We don't necessarily have to dispense with physical reality. A multiverse model, for example, still has lots of physical "stuff" in it - perhaps uncountable "bubble" universes, which might pop up for a while then die off again several billion years later (sometimes much quicker, sometimes not so quick). If our own universe is just one "bubble", there's no need to invoke metaphysical Platonic forms to explain it. We only need to throw out the idea that our observed universe is in some sense special in containing space, time, matter and energy.Hence the 'something from nothing' speculations and their inevitable problems of circularity. They seem to me to typically depend on some theoretical physics style mathematical update of the eternal Platonic forms possessing ontological priority to and a 'higher' sort of reality than physical reality and the space-time-matter universe. Hence the mathematical equations (of quantum mechanics in this case) that theoretical physicists scrawl on their chalkboards can still be appealed to as explanatory principles even in the absence of physical reality and (arguably) can still serve as an explanation for the latter.
Both physicists and mathematicians differ in their personal points of view on this question. Valenkin, seen in the video in the opening post, appears to be (perhaps) a believer in eternal Platonic forms, or something like that, though it's hard to tell from what he says there. Others agree with him. On the other side of the fence, though, I think you'll find equal numbers of physicists and mathematicians who regard mathematics as a human-created descriptive tool. There remains some mystery about why mathematics applies just as well as it does to describing our physical world, because there's no a priori reason for us to assume that should be true.(Theoretical physicists often seem to me to believe that their mathematics is more real than physical reality, which in their view simply illustrates the underlying mathematics.)

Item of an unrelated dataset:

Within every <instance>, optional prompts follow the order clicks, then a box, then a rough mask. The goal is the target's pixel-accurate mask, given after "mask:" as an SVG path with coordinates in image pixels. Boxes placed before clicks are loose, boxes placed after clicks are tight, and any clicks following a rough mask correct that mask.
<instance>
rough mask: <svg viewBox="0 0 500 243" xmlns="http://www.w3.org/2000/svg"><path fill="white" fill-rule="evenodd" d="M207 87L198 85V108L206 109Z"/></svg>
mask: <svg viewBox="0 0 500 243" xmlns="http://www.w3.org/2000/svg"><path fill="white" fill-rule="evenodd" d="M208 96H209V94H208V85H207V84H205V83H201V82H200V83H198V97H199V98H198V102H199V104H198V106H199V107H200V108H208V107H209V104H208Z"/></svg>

Speaking personally, I do not believe that the elements of mathematics exist in some kind of ideal realm, separately from the human beings who think about them. But that's just my personal opinion. From my point of view, while mathematics is amazingly useful, the further we dig into physical reality the harder it seems to be to apply our mathematics to describing it. Things get mathematically messy very quickly as we drill down. There's not a perfect match between neat maths and neat physics. In fact, I'd say that we put certain strains on our mathematics when we use it to describe certain kinds of physical phenomena, to which it perhaps is not well suited.
Newton was a Christian, convinced that the bible held arcane secrets etc. Einstein, on the other hand, claimed to believe in "Spinoza's God", by which he seems to have meant the total impersonal collection of fundamental physical principles etc. Einstein's statements about the "mind of God" and the like can be read as talking about the principles of the natural world; "God" was just a shorthand for nature's laws, for him.I suspect that Isaac Newton would have agreed with that. Einstein is said to have spoken of physics 'reading the mind of God', though he may have meant it figuratively.